File picture shows French President Emmanuel Macron and Elysee senior security officer Alexandre Benalla arriving at an elementary school in Berd’huis, France, April 12, 2018. — Reuters pic
File picture shows French President Emmanuel Macron and Elysee senior security officer Alexandre Benalla arriving at an elementary school in Berd’huis, France, April 12, 2018. — Reuters pic

PARIS, Sept 12 — The former bodyguard whose violent conduct plunged French President Emmanuel Macron into his biggest political crisis this summer agreed reluctantly to face questioning by senators as their hearings resumed today.

Alexandre Benalla, 26, is under criminal investigation after being filmed beating a May Day protester. The scandal brought the sharpest criticism Macron has faced since taking power 16 months ago, prompting the president to fire Benalla, his closest bodyguard, and shake up his office.

The prospect of Benalla’s public grilling on Sept. 19 will keep the saga in the public eye just as Macron tries to inject new life into his presidency amid a slump in popularity and economic headwinds.

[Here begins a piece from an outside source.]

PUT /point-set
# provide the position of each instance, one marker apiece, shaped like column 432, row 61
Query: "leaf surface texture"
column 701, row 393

Benalla had feared placing himself in legal jeopardy and only agreed to testify before the upper house’s investigating committee late yesterday after being told that he risked two years in prison and a €7,500 (approx. RM36,000) fine if he refused.

“To avoid the legal risks I am threatened with, I am forced to appear before this committee,” Benalla said in a statement.

The scandal, which was dismissed by Macron as a “storm in a teacup”, has reinforced the perception among many French people of a haughty president and undermined his claim of building an “exemplary Republic”.

A poll published by Odoxa yesterday had Macron’s popularity sinking 12 points between June and September, to a record low of 29 per cent for his presidency. Its findings echo other surveys.

Senators from the opposition-controlled chamber resumed quizzing senior officials in Macron’s office today.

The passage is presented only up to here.